Somewhere in the grid a section appears: Continue Watching. I have abandoned so many stories that the section looks like a boneyard. Episodes with their bones showing. People paused mid-sentence, mouths open, eyes begging for closure I never gave them. I hover over a detective who had an accent and a drinking problem and a daughter shaped like a guilt trip. He is frozen in the act of discovering something, a clue, a body, a truth about himself. I cannot remember. I scroll away. The detective disappears as though drowned.
The interface has learned the color palette of my weakness. It knows I will not press play on anything that looks like exercise, moral or otherwise. It knows I prefer a measured sadness over ecstatic happiness, since joy has become the sloppy drunk at the party of modern life, loud and untrustworthy. It feeds me shows where the characters perform restrained breakdowns, where the camera lingers on a window full of rain, a hand that does not reach the doorknob in time. It thinks this is depth. It thinks if it bathes me long enough in gray-blue melancholy, I will mistake mood for meaning. Often I do.
The grid keeps reshaping itself, a polite contortionist eager to please. When I pause too long, a tile explodes into a moving preview, sound off, captions barking plot in perfect grammar. The preview is like a very small hostage situation. I did not ask for it, but I cannot look away without admitting defeat. Handsome men, handsome women, a city skyline, a body, a kiss, a betrayal, the suggestion of consequence. All of it rendered with the emotional precision of airport art. The captions assure me that a character is grieving. The actor’s face assures me the same. The music, even on mute, thrums its assurance. I am surrounded by assurances. I feel nothing but the minor ache of being managed.
There was a time when browsing meant something like wandering.
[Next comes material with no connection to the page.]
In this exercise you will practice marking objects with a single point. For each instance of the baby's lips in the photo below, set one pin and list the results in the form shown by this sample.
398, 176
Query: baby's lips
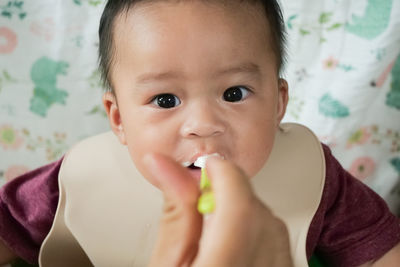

You went to a video store with carpets that smelled like dust and sugar, and the clerk with the hair and the opinion would hand you something with a cracked case and say, trust me. Sometimes you regretted it. Sometimes you fell in love with a movie that loved you back in its clumsy way. Now browsing is a guided tour with no guide, a museum that moves the paintings for you to match your pace, a buffet where a helpful hand keeps your plate inside invisible lines. I am a free citizen of a frictionless empire. I have never felt so supervised.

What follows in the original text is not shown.